Possibly the greatest allies of the civil libertarian cause are the big corporations. Internet commerce is still in its infancy, but sales are growing rapidly, with retailers of books, music CDs and computer software leading the way, and with supermarkets, travel companies and other businesses following in their wake. In 1998 a million Britons used the Internet to buy products worth $600 million, a figure that was set to quadruple in 1999. In just a few years from now Internet commerce could dominate the marketplace, but only if businesses can address the issues of security and trust. A business must be able to guarantee the privacy and security of financial transactions, and the only way to do this is to employ strong encryption.

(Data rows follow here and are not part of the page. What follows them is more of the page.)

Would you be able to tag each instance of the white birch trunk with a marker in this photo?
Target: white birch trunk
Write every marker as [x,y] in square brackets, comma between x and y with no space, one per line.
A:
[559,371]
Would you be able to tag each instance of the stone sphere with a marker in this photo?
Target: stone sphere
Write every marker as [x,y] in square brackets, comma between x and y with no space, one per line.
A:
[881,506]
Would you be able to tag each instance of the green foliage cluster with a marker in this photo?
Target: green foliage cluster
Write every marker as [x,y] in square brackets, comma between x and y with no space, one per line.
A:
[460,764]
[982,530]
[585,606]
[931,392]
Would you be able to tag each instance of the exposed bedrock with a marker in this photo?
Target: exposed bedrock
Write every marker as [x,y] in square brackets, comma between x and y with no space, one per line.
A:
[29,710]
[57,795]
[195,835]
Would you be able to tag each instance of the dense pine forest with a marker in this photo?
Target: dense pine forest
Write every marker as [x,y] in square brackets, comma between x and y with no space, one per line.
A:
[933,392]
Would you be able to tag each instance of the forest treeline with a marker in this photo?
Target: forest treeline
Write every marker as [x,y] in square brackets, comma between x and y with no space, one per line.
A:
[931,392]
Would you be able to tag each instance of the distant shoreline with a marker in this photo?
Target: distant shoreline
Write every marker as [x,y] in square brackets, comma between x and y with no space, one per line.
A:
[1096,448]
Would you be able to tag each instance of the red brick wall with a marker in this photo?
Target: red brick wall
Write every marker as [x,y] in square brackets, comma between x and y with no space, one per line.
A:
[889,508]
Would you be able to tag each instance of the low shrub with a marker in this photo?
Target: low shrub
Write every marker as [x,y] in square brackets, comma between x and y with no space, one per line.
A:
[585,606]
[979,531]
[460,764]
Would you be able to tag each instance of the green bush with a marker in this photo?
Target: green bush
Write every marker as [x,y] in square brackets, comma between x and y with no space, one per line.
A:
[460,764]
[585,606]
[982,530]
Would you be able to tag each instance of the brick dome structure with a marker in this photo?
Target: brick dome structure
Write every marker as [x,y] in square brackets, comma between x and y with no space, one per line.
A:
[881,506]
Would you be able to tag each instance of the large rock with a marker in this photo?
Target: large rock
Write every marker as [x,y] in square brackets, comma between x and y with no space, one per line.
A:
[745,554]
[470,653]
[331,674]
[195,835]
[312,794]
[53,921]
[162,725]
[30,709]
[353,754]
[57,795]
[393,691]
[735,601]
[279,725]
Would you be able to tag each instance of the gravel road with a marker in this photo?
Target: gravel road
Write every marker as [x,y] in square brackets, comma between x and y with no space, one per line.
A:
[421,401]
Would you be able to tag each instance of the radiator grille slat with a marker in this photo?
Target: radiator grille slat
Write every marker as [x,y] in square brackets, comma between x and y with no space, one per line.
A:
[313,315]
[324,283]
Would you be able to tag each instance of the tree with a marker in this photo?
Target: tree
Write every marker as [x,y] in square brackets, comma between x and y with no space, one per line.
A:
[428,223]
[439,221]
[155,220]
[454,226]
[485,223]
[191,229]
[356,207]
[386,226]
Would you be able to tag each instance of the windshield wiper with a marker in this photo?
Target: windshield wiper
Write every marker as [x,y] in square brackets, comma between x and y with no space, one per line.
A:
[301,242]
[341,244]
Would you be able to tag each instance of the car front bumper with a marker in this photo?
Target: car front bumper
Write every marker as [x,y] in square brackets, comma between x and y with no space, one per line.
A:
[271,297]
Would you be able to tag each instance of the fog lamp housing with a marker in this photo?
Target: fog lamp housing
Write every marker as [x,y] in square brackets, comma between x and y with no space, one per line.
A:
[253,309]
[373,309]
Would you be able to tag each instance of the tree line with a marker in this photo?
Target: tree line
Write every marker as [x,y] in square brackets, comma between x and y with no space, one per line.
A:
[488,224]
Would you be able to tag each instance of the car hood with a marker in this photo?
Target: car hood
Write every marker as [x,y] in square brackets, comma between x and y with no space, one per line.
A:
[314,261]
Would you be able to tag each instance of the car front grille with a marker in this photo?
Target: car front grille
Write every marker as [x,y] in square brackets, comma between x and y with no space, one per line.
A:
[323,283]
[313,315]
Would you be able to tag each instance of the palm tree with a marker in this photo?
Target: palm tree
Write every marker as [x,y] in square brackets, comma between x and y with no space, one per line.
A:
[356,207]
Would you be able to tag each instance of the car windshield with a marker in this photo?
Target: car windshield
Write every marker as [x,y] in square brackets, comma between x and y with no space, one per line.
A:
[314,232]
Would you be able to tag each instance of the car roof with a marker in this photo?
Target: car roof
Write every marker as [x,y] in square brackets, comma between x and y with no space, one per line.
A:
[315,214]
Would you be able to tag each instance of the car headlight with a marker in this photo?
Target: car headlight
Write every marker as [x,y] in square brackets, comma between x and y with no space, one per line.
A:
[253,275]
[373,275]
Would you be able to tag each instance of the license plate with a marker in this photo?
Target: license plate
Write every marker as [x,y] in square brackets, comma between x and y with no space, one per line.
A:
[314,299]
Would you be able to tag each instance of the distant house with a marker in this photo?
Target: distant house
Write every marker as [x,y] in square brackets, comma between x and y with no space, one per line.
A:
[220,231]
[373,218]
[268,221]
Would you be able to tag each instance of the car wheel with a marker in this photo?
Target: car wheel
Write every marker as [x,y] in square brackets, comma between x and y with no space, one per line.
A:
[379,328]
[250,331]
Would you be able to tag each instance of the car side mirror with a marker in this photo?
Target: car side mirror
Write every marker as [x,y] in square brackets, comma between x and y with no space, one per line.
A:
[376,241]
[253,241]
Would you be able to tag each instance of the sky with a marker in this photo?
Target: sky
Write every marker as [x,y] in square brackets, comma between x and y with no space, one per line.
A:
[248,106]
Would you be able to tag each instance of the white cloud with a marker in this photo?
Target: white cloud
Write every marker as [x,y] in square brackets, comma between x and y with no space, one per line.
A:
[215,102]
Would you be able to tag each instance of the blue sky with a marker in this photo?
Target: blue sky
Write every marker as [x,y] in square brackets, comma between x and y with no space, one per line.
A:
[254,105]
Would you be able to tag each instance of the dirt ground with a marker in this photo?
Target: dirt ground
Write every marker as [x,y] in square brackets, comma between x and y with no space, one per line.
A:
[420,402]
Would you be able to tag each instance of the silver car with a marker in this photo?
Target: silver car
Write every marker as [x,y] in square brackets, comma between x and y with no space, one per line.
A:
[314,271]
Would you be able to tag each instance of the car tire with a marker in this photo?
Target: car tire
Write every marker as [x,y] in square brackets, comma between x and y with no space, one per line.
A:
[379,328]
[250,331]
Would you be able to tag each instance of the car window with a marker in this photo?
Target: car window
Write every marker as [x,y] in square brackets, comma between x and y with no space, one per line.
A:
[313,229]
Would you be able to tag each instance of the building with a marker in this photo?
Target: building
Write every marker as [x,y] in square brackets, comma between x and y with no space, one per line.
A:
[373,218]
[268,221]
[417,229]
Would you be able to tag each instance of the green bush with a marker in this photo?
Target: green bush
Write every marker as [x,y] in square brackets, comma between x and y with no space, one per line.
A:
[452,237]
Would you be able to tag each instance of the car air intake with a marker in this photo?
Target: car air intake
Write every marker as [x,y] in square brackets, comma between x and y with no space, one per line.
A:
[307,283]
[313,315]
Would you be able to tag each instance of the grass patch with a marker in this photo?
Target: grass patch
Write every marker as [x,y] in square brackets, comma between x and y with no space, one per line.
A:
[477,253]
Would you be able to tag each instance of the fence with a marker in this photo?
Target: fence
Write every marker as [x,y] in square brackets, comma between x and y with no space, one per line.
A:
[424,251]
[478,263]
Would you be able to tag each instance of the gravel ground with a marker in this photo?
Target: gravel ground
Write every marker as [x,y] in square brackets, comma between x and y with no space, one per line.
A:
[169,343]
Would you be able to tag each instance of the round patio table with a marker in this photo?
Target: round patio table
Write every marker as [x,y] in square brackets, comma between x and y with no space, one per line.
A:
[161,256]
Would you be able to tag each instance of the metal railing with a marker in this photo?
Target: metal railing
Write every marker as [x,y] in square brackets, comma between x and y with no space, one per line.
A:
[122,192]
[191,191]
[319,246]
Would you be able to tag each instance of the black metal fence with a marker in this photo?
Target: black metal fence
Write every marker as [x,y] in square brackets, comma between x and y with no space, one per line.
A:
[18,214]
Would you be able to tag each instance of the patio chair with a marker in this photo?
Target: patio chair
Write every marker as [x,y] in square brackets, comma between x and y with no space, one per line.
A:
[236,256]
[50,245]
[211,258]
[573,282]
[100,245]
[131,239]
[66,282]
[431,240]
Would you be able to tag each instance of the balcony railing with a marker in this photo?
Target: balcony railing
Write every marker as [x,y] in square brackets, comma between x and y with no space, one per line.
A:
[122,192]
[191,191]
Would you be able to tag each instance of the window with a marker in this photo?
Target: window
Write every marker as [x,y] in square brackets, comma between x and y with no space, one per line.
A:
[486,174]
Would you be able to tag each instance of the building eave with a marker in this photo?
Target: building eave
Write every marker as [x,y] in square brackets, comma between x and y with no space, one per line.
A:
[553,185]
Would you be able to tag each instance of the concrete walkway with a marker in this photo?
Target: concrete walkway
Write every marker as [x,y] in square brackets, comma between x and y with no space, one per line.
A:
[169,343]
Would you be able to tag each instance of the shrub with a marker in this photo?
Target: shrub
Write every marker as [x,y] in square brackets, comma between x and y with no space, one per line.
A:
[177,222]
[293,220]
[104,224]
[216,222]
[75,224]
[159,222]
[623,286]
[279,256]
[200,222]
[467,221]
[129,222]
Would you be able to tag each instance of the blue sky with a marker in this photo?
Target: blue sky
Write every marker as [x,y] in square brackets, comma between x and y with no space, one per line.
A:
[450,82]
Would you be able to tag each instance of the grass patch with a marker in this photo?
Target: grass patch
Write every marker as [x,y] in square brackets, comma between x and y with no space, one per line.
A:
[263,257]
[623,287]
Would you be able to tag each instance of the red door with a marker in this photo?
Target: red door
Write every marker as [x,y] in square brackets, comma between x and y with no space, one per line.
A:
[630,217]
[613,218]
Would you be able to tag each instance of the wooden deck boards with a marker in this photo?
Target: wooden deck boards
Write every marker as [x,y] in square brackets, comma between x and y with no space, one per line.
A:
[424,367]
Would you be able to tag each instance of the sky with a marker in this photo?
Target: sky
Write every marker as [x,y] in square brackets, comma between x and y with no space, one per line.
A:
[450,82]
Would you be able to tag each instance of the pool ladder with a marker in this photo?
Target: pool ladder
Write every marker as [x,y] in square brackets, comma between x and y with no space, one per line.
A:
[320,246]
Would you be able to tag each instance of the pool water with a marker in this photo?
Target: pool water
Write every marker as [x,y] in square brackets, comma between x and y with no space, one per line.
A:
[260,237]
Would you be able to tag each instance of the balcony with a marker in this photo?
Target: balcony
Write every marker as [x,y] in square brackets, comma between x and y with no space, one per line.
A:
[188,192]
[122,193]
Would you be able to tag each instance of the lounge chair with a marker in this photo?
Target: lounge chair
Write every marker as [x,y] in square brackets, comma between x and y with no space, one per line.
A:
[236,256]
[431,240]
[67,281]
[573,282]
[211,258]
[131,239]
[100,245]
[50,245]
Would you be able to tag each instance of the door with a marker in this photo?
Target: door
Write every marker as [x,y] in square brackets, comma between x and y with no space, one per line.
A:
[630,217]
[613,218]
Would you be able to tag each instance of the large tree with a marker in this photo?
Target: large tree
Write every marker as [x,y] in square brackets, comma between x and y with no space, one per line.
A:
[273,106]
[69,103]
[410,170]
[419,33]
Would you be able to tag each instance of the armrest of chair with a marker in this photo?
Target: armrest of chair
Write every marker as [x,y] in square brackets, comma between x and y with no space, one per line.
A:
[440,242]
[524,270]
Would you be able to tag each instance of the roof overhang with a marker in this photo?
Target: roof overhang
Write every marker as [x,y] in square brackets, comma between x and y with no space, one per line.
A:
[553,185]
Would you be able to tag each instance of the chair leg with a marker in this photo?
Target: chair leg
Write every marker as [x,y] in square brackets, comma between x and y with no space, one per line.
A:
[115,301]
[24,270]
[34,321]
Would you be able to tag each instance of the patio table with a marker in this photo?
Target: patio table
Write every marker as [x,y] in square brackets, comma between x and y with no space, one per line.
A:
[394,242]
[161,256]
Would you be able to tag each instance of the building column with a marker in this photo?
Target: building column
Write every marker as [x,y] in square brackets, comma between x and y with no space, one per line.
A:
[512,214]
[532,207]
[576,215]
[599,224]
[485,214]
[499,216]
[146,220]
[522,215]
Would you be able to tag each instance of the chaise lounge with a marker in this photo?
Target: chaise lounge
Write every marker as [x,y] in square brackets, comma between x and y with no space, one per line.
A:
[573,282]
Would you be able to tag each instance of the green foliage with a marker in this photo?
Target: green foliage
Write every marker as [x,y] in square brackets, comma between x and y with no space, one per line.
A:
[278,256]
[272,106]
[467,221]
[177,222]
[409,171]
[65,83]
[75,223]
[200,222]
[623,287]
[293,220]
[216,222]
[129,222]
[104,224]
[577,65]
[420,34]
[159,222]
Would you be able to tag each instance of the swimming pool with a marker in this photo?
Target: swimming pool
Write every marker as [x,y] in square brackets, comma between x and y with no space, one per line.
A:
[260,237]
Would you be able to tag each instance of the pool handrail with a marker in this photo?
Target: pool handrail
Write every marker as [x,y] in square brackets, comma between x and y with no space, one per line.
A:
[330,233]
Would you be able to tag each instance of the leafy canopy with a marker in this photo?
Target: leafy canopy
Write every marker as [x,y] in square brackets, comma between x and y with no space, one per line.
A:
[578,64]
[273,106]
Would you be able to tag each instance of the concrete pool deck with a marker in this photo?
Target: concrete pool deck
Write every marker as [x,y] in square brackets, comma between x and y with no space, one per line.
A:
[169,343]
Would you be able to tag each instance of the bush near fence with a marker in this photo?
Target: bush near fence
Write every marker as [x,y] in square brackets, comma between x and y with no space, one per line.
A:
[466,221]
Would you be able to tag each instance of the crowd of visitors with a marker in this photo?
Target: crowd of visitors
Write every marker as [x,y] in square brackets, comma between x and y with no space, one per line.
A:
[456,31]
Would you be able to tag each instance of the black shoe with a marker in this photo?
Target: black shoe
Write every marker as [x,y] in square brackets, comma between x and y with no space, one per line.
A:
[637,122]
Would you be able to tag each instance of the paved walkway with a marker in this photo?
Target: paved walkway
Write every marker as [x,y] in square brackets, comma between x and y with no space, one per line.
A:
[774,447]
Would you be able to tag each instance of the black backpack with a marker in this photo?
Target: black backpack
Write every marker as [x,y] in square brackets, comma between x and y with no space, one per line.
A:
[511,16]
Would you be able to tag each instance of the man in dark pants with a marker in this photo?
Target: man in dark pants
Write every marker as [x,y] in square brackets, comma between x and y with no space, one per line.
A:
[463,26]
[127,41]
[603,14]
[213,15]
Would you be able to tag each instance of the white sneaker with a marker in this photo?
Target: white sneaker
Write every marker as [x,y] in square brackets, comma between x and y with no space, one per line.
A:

At the moment, a purchase on the Internet can be secured by public key cryptography. Alice visits a company’s Web
site and selects an item. She then fills in an order form which asks her for her name, address and credit card details. Alice then uses the company’s public key to encrypt the order form. The encrypted order form is transmitted to the company, who are the only people able to decrypt it, because only they have the private key necessary for decryption. All of this is done automatically by Alice’s Web browser (e.g., Netscape or Explorer) in conjunction with the company’s computer.
As usual, the security of the encryption depends on the size of the key. In America there are no restrictions on key size, but U.S. software companies are still not allowed to export Web products that offer strong encryption. Hence, browsers exported to the rest of the world can handle only short keys, and thus offer only moderate security. In fact, if Alice is in London buying a book from a company in Chicago, her Internet transaction is a billion billion billion times less secure than a transaction by Bob in New York buying a book from the same company. Bob’s transaction is absolutely secure because his browser supports encryption with a larger key, whereas Alice’s transaction could be deciphered by a determined criminal. Fortunately, the cost of the equipment required to decipher Alice’s credit card details is vastly greater than the typical credit card limit, so such an attack is not cost-effective. However, as the amount of money flowing around the Internet increases, it will eventually become profitable for criminals to decipher credit card details. In short, if Internet commerce is to thrive, consumers around the world must have proper security, and businesses will not tolerate crippled encryption.